The other option is to not use the shortcodes and just hook up the viewer in your code similar to this (more on this in our user guide starting on page 26 here):

Code:
function yourCallbackWhenSlidingBlockGetsVisible()
{
	// Some state flag to return if this was called before on the same page.
	if (_viewerInitialized == true)
		return;
		
	_viewerInitialized = true;
	
	jQuery('#wr360PlayerId').rotator({
		configFileURL  : "your-viewer-config-xml-url",
		graphicsPath   : "/wp-content/plugins/webrotate-360-product-viewer/imagerotator/html/img/thin",
		licenseFileURL : "your-license-file-url"
	});
}

Does this help?
 

Visnetje

New member
Solution 1 (modifying webrotate360.php) will break the ability to update the plugin without any worries, since the modification will be lost and overwritten after an update of the Wordpress plugin. So that's not an option.

Solution 2 (not using the shortcode) would complicate usage from the Wordpress editor and will cause my client (non-technical) to have to use JavaScript code.

The function/method/handler I need is currently already being executed at window.onresize, since resizing the window fixes the problem instantly. It would just require to be executed once from the function that is currently being used to show the layer (set display:block;).

Would it be possible to make the function that is currently executed at window.onresize available as a public function or API function?
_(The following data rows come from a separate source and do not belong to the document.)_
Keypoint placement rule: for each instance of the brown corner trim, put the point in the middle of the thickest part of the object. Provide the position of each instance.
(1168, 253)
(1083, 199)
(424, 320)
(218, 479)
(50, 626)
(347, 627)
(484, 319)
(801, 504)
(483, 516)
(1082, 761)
I suppose this solution shouldn't be too complicated and could help solve this issue for other users as well!
 

WebSupport

Active member
Couple of quick thoughts:

1) Can you try to trigger a window resize event on showing the slide which would likely hit all required handlers and would be a quick fix while keeping everything intact?

window.dispatchEvent(new Event("resize")); or jQuery(window).trigger("resize");


2) The API we expose is not integrated in the WordPress shortcodes (yet :cool: ) and there's no good way for us to give you a global handle to the API as these are jQuery objects and there can be more than one on the same page, each having its own API handle. We can still do this (i.e add a shotcode parameter for you to be able to pass the name of your callback function (in the shortcode!) to receive an API object for each shortcode, but you would need to wait a week or so for us to release something like this and I'm not sure your client would like to deal with the function names in the shortcode.. but let us know if this will work!